District staff presented an updated suicide-prevention and intervention policy — noted as the first substantive revision since 1996 — and described how the district routes students to appropriate supports and when families are notified.
"This is our policy around suicide prevention and intervention that had last been updated in 1996," said Speaker 1. Staff described a stepped process for referrals to supports: beginning with school-based outreach, involving pediatricians or community resources for lower-level needs and Wellmore (a community behavioral-health receiving service) for higher-acuity, after-hours or emergency needs.
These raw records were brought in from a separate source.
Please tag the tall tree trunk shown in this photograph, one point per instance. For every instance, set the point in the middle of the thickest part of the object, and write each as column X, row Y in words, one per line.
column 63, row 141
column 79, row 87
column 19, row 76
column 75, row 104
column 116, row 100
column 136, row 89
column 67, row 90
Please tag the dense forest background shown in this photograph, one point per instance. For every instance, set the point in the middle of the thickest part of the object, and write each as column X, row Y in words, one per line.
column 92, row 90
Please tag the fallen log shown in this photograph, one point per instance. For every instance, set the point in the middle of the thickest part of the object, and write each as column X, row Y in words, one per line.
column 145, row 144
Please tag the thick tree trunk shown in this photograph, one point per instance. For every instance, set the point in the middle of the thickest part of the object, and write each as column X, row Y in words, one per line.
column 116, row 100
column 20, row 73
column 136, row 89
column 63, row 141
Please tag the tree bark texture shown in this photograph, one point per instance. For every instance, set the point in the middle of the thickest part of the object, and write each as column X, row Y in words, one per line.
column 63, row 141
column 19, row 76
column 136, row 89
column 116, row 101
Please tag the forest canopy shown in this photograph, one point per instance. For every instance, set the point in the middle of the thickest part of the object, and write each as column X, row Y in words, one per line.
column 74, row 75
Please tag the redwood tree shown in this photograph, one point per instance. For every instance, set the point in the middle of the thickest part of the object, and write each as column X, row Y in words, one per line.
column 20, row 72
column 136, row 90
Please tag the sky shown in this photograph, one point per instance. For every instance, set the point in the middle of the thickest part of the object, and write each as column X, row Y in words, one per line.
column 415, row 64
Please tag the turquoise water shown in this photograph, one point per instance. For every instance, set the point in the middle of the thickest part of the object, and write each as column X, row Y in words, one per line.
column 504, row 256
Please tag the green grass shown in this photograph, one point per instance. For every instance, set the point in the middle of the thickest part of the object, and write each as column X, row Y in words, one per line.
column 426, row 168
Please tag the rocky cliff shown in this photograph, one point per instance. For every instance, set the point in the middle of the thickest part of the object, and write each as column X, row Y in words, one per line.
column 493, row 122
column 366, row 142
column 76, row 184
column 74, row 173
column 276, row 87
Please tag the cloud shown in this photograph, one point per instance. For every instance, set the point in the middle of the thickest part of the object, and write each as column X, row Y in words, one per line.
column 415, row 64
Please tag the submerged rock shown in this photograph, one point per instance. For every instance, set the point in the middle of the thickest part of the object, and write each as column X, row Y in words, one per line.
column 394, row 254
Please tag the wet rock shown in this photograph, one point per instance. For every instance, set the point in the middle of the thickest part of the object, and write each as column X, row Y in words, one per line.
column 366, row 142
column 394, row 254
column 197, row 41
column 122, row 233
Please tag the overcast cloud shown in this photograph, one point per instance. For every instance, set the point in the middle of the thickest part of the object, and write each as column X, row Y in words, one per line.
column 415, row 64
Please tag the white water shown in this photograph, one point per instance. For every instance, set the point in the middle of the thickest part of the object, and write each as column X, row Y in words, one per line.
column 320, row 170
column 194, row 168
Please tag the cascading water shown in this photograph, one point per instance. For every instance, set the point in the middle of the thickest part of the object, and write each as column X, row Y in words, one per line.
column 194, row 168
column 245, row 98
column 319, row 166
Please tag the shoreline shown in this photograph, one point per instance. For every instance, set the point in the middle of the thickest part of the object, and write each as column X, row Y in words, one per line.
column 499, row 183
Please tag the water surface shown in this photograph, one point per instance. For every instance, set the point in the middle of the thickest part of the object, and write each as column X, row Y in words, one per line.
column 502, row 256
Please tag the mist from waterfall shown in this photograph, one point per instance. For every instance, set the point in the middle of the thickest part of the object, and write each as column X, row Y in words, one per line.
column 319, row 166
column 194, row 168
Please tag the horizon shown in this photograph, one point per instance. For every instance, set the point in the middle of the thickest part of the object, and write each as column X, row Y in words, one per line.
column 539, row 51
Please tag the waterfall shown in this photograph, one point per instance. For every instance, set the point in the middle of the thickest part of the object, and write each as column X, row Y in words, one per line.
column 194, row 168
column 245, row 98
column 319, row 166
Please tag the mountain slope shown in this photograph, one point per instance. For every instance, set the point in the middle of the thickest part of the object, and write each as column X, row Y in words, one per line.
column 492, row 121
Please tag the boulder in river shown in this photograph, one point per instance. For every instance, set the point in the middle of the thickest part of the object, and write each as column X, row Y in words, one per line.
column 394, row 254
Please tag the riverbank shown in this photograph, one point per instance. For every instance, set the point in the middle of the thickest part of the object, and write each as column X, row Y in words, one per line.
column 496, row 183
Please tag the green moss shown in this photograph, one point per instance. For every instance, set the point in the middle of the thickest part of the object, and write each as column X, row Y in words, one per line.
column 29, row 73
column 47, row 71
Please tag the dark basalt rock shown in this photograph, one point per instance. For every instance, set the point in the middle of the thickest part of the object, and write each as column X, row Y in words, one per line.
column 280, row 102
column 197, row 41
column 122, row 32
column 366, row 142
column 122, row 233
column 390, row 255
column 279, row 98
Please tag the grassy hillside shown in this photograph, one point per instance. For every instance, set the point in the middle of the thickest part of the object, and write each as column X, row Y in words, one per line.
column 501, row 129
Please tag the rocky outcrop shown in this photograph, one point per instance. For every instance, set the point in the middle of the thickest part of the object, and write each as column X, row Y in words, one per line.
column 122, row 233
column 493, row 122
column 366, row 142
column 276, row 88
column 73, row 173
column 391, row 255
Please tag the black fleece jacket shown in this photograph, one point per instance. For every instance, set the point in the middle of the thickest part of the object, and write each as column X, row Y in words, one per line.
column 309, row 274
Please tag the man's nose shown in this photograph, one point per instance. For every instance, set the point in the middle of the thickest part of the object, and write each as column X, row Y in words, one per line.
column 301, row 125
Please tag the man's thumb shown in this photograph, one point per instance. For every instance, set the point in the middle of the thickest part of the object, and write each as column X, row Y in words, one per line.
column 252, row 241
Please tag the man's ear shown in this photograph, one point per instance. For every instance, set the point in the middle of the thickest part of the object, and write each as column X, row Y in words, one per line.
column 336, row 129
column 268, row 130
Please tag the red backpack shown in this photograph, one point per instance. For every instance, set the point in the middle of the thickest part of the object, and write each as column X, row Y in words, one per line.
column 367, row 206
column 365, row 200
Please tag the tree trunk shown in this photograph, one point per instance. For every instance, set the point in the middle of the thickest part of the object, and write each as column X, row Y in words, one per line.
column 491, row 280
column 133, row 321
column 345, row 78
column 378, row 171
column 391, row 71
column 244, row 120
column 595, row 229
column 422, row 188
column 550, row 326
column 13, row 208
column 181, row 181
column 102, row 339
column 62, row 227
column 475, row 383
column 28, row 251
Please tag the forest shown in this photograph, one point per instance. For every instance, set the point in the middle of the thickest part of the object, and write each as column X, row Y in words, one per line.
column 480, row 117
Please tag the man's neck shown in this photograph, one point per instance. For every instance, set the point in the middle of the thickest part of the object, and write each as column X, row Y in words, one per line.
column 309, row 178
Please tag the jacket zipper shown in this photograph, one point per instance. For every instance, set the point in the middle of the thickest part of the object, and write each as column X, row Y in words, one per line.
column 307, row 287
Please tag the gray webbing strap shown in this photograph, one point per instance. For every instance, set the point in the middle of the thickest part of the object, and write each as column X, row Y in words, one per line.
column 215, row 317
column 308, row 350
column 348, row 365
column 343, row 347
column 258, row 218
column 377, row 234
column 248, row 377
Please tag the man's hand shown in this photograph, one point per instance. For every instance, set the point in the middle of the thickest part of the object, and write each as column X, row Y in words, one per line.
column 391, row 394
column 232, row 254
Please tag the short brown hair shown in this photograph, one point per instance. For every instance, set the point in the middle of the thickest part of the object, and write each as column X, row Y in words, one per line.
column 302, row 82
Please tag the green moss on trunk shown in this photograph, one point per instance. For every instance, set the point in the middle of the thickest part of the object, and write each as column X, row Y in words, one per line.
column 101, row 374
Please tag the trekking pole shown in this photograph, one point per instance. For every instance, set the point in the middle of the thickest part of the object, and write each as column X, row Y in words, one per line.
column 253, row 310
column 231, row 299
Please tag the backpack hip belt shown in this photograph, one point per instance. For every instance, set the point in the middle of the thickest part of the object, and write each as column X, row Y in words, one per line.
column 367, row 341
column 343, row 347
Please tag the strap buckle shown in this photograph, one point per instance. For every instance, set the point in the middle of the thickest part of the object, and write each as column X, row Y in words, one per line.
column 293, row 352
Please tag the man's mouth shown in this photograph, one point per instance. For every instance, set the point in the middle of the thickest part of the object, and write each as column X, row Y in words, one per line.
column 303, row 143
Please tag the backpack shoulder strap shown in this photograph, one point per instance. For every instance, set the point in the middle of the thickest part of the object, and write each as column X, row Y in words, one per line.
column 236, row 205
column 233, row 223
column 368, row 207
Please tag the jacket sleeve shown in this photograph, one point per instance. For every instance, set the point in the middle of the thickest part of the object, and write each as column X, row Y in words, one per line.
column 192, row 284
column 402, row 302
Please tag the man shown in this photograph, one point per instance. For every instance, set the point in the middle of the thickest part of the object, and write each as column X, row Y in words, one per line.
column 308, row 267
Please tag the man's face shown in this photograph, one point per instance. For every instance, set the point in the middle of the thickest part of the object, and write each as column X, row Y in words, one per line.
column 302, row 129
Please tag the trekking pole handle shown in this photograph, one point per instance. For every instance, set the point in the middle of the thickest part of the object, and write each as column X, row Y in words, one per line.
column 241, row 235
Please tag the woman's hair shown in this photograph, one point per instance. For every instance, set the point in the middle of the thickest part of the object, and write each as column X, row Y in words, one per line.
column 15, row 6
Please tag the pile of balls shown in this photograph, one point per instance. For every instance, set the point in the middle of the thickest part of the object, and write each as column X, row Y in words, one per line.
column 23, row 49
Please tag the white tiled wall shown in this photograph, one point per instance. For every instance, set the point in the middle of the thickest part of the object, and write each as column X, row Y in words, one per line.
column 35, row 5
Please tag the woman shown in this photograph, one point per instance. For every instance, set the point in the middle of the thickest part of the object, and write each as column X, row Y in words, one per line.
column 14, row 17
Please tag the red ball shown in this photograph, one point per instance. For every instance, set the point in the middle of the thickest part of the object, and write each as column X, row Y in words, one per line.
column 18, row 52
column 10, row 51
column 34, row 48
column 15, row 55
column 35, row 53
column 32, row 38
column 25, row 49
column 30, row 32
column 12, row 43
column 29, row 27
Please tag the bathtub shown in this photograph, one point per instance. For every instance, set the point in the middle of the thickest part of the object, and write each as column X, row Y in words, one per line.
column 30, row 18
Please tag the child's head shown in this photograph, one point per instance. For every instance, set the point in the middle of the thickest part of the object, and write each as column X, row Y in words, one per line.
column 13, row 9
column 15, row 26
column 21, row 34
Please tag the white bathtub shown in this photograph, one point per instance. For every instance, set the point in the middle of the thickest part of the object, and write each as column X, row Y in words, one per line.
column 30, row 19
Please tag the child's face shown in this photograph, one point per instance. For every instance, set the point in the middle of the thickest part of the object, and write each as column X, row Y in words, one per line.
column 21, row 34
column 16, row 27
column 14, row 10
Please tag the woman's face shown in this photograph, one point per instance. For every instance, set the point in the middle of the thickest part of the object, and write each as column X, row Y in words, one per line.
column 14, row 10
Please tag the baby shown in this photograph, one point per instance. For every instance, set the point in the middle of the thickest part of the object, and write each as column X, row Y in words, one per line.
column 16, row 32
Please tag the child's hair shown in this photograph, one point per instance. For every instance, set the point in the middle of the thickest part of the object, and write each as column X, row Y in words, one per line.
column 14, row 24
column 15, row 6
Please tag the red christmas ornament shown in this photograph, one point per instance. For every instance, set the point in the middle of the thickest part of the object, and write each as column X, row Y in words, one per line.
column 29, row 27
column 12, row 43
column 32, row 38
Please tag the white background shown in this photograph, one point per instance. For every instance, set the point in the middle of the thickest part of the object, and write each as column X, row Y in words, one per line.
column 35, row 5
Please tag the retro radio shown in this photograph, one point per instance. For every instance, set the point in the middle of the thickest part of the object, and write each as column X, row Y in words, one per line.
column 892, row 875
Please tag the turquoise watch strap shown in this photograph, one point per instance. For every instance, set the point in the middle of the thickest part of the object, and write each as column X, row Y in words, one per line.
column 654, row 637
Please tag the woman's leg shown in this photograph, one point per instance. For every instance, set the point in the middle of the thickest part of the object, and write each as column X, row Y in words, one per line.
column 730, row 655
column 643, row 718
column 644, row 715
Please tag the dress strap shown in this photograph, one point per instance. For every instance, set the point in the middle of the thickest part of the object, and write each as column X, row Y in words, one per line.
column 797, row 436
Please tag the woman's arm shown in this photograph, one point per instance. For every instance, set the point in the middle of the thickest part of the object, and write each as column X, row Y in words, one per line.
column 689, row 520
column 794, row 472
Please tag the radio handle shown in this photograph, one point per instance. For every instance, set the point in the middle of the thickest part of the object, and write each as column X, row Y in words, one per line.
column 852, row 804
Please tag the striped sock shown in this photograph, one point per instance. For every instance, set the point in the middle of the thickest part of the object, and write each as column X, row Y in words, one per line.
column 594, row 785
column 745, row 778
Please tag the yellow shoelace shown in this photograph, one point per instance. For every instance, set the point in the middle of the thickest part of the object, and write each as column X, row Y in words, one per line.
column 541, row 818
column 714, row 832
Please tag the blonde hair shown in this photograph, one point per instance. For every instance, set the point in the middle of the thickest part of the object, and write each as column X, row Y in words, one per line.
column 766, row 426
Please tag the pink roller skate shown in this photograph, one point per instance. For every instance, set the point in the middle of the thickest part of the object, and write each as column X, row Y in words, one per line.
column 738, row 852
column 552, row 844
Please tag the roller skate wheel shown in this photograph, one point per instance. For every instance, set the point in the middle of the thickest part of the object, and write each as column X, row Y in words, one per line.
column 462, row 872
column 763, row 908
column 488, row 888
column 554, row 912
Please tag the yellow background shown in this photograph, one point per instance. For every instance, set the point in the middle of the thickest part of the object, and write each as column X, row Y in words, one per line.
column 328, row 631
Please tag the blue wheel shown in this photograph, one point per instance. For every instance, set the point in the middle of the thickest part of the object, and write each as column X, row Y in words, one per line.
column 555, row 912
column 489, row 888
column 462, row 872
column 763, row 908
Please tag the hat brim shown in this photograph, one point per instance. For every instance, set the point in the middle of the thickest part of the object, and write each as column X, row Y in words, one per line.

Board members pressed staff for clearer language about cases that are evaluated as not presenting an "imminent risk." Staff said that even when a student is not determined to be at imminent risk, the family is still notified and the district does not simply return the student to class without follow-up. "If we determine you're at risk right now, then you're going to be seen. If we don't determine you're at risk, . . . we still communicate with the family," Speaker 1 said.
Members also asked how the district would respond if a student attempted to leave the premises during an evaluation. Staff explained responses vary by age and circumstance and could include staff trained in physical intervention or contacting 911 in higher-risk situations.
Staff committed to review the draft policy language to ensure it explicitly addresses post-evaluation follow-up and family notification when an imminent risk is not identified and to solicit input from other district professionals as appropriate.
Next steps: the board moved the suicide-prevention policy forward as part of a set of policies for a first reading; staff will return with clarified language and any recommended edits.